This blog first appeared on Liberal Democrat Voice.
Four children are left home alone for five days. Social services step in to move the kids out to live with their father. But there’s a problem: the council have found a flat for the newly formed family, but it is unfurnished. The dad lives on a low income and does not have the savings to buy five beds and mattresses, and all the other furniture that is needed.
If the property isn’t adequately furnished, the children will have to be taken into care.
Situations like this exist up and down the country. In this case, the family were awarded a loan from the local welfare provision (LWP) scheme run by their local authority which allowed them to start again after this period of massive instability. But if they lived in a different part of the country their local provision might not have been as generous, or the local council simply may not have established a scheme at all. And with central government funding to councils for LWP currently under threat, support of this type is likely to be even more limited in the future.
This week, the government’s consultation on how LWP should be funded in 2015/16 is closing. The consultation provides three options which propose ending the DWP grant that has supported schemes to date, and a fourth open option where respondents can offer other views on how schemes could be funded. At Child Poverty Action Group, we are asking the government to put the needs of vulnerable people at the heart of decision making and maintain the annual DWP grant of £178 million that has funded these schemes to date.

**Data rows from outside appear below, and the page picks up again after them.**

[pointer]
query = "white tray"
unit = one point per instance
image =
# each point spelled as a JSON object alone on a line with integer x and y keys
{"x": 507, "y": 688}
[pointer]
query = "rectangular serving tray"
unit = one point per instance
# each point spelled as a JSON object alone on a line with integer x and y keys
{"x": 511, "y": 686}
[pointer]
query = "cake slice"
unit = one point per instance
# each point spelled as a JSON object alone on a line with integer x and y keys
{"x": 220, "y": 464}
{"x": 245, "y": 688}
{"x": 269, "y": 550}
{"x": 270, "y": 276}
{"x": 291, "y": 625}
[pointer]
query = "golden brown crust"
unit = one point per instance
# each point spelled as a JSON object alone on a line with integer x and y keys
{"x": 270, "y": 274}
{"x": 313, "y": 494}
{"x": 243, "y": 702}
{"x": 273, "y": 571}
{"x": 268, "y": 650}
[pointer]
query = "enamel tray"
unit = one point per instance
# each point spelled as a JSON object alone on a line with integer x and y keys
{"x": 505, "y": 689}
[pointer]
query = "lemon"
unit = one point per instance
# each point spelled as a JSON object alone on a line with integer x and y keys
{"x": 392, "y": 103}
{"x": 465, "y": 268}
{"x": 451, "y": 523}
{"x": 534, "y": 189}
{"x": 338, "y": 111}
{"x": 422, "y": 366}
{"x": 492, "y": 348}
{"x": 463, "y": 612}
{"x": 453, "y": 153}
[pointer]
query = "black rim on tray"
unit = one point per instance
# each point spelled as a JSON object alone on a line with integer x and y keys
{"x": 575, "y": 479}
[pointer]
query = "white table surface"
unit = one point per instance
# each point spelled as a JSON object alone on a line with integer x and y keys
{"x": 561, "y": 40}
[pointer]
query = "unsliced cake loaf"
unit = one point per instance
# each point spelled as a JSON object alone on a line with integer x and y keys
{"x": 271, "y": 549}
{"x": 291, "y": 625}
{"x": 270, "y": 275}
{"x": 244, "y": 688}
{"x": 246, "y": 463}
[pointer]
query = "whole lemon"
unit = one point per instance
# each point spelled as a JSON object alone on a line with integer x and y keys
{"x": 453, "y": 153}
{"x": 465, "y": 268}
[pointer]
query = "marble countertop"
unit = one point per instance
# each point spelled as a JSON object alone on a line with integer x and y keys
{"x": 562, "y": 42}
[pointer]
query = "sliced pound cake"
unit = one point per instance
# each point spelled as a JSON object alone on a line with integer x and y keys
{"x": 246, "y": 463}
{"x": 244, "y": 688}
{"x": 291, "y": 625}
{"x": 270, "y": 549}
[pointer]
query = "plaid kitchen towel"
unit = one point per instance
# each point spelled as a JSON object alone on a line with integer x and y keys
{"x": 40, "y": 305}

In addition, we are asking that the current patchy provision be improved. There are some excellent schemes in parts of the country, but others have been hard to access, overly restrictive, or simply shut down. Like the Work and Pensions Committee, we want to see funding for these schemes ring-fenced. This would ensure councils disburse funds to the neediest, rather than using resources to fill one of the many other gaps in their rapidly shrinking budgets.
Since the formation of the social security system, there has been statutory provision which recognises that benefit levels are set at a rate that does not allow low-income households to make savings to manage one-off or unexpected costs. The need has existed for over 60 years and is not going to vanish now. Local welfare provision is a necessary part of our social security system – the safety net to our national safety net. Maintaining funding and ring-fencing is necessary to make sure that remains the case.
Without this funding, it is hard to imagine how low-income families will cope. Everyone needs beds and furniture for their children, but with benefits losing value and the cost of basics rising, the idea of being able to save for a rainy day is a pipe dream for many on low incomes. In the absence of LWP, they will have to turn to high cost credit, suffer acute stress, and experience ever more entrenched crises including increased risk of homelessness. As well as the misery this causes parents and their children, in the long run, it is likely to prove a false economy and generate additional costs for the state.
This is a mean and short-sighted cut. We’re pleased that through this consultation the government have provided an opportunity for a rethink. Steve Webb was the minister in charge of setting up these schemes; we need to build on this work, not put it at risk.